Quel est désormais le scénario le plus plausible : un vote à l’Assemblée, suivi d’adoption « conforme » au Sénat ?
Je vais travailler avec le rapporteur du Sénat, avec les sénateurs, justement pour pouvoir arriver à un texte qui fasse consensus.
Nous n'avons plus le temps d'attendre. C'est un sujet qui est tellement important, qui embête tellement nos concitoyens, qu’on n'a plus le temps de lambiner et de se regarder dans le blanc des yeux !
Pourquoi sur ce dossier, qui fait l'unanimité sur les bancs politiques, n'arrive-t-on pas à avancer plus rapidement ?

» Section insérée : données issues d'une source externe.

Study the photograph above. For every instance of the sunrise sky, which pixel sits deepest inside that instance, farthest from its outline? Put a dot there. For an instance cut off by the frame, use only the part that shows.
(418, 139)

Parce que mon groupe parlementaire [UDI-Agir, ndlr] n'a qu'une seule journée de « niche » dans l'année pour inscrire des textes à l'ordre du jour. Ce n’est pas pour rien que 95 % des textes adoptés sont des projets de loi, qui viennent du gouvernement, et non des propositions de loi, qui viennent du Parlement.
Est-ce que ça signifie, en creux, que la majorité est réticente à légiférer ?
Non, pas du tout. C’est un texte qui a été voté en première lecture à l'unanimité. J'espère qu'il en sera de même en deuxième lecture.
Je ne tiens pas à mettre de l'huile sur le feu. Tout le monde a travaillé dans le bon sens pour cette proposition de loi, ce qui est très bien.
En 2019, la CNIL est également montée au créneau en infligeant une amende de 500 000 euros à une entreprise d’isolation ayant bafoué les droits de certaines personnes qui s’opposaient à être démarchées. Que vous a inspiré cette sanction ?
On est encore dans un cas qui est différent, mais pour moi, il faut impérativement punir sévèrement et les donneurs d'ordre, et les entreprises qui s'occupent de démarcher de manière intempestive, dès lors qu'elles ne respectent pas le cadre légal.
Grâce à cette proposition de loi, le cadre légal va être grandement renforcé, sécurisé et rendu même presque plus strict qu’avec de l'opt-in. Après, se pose la question des moyens. Aujourd'hui, c'est la DGCCRF qui contrôle. Or ils n'ont pas des moyens énormes... Dès lors que les décrets d'application seront sortis, le but sera double : augmenter les contrôles, et voir dans quels cas on peut demander à l'Arcep de jouer aussi un rôle.